From the image pool, 186 were chosen for training purposes, while 196 were selected for testing. The train–test split was randomised using an automated random number generator. Four object classes (needle tip, needle body, blood vessel, and nerve bundle) were delineated in each image and their annotations were then verified by a second author.
2.2.3. Configuration Setup for Training
The Detectron2 library provides a Python-based interface that allows customisation of the training process. Users can define and modify the configuration parameters to adapt the model to specific requirements. Our key parameter settings include the following:
- (i)
BASE LR: Learning rate was set to 0.00025;
- (ii)
MAX ITER: Maximum number of iterations for the training phase was set to 20,000;
- (iii)
MODEL.ROI HEADS.NUM CLASSES: Number of different object classes contained in the dataset was set to 4 (0 = needle tip, 1 = needle body, 2 = blood vessel, 3 = nerve bundle).
2.2.4. Training
During this stage, the implementation of Detectron2 was carried out following the installation, configuration, and training guidelines provided in the official Detectron2 documentation.
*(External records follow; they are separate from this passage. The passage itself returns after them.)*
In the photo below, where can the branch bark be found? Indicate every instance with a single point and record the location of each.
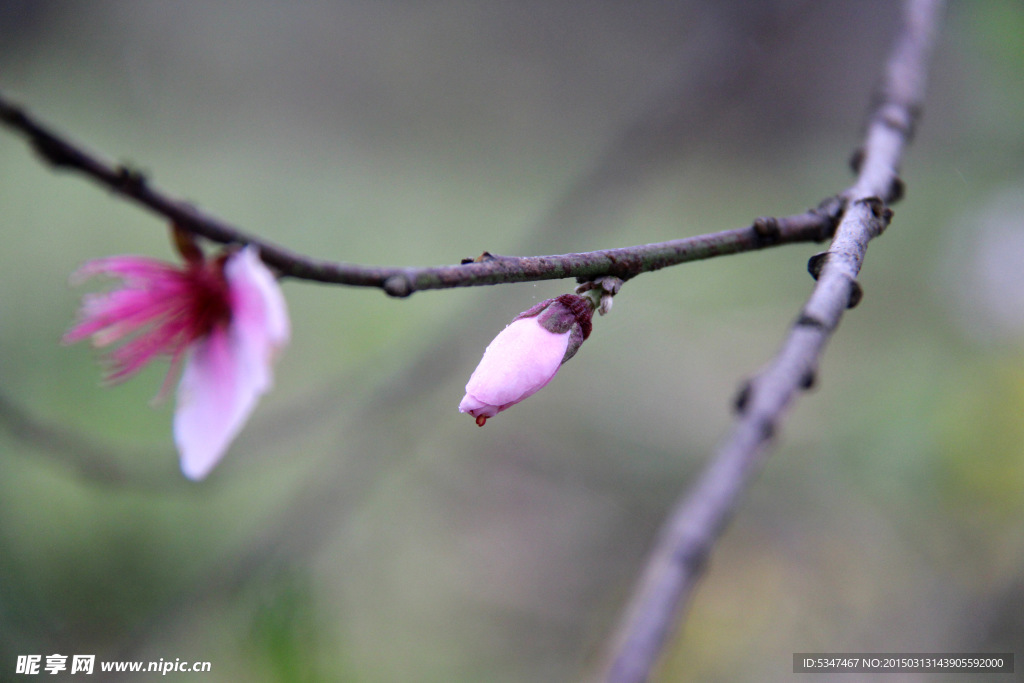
(694, 524)
(813, 225)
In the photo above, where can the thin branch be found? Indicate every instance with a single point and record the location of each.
(89, 460)
(694, 524)
(813, 225)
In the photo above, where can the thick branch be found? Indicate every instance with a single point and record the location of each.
(813, 225)
(695, 523)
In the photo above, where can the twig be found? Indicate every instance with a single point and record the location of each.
(814, 225)
(694, 524)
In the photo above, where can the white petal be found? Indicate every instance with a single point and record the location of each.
(215, 396)
(228, 371)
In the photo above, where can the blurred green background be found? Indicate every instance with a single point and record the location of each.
(360, 528)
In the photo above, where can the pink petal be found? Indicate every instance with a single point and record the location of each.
(520, 360)
(230, 369)
(215, 396)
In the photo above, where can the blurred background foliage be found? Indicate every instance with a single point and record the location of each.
(361, 529)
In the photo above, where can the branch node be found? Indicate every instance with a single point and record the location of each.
(485, 256)
(856, 294)
(807, 321)
(131, 179)
(896, 190)
(742, 398)
(857, 160)
(766, 227)
(816, 262)
(397, 286)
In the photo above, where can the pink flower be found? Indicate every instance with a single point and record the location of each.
(526, 354)
(223, 318)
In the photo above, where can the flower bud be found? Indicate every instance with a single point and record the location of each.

Faster R-CNN, the model employed in our approach, consists of two interconnected modules that collaborate to accomplish different tasks [
23]. The first module, known as the Region Proposal Network (RPN), is responsible for proposing regions of interest in the image. The RPN generates bounding boxes and assigns objective scores, indicating the probability of a region belonging to a particular class [
23]. This is achieved through a fully convolutional network, which iterates over the image using a sliding-window approach. Each window is fed into a convolutional network with a fixed size, followed by two additional layers: the box-regression layer and the box-classification layer [
24].
Around each window, anchors are positioned to capture variations in scale and aspect ratio. The number of anchors per image is typically determined by the formula width × height and guided by the scale markers on the side of each ultrasound image demarcating the image dimensions in centimetres (
Figure 2). Anchors serve as reference points for region features without necessarily encompassing the entire region. This simplifies the subsequent processing in the Faster R-CNN module [
23]. To reduce the number of region proposals, a non-maximum suppression method is applied, considering the scores assigned to each region [
25]. This method eliminates redundant proposals by keeping only the highest-scoring regions in overlapping areas [
25].
By employing this two-module architecture and incorporating region proposal generation and non-maximum suppression techniques, the Faster R-CNN model achieves accurate region localization and class detection in the ultrasound images of agar phantoms [
23].
3. Results
3.1. Model Application and Assessment
When the model is applied, the original ultrasound image is overlaid with a new layer that presents the detection results, offering insights into predicted target areas (
Figure 4 and
Figure 5).
The segmentation area represents the region identified by the model as each object class (needle tip, needle body, blood vessel, or nerve bundle). This area is visually highlighted, allowing for a clear understanding of what structure is of interest. To provide additional context, a bounding box in the shape of a square is placed around the segmentation area, enclosing the detected object and providing a concise representation of its location. These are illustrated in
Figure 4,
Figure 5 and
Figure 6, with original images on the left and overlayed images on the right for our three different phantom models.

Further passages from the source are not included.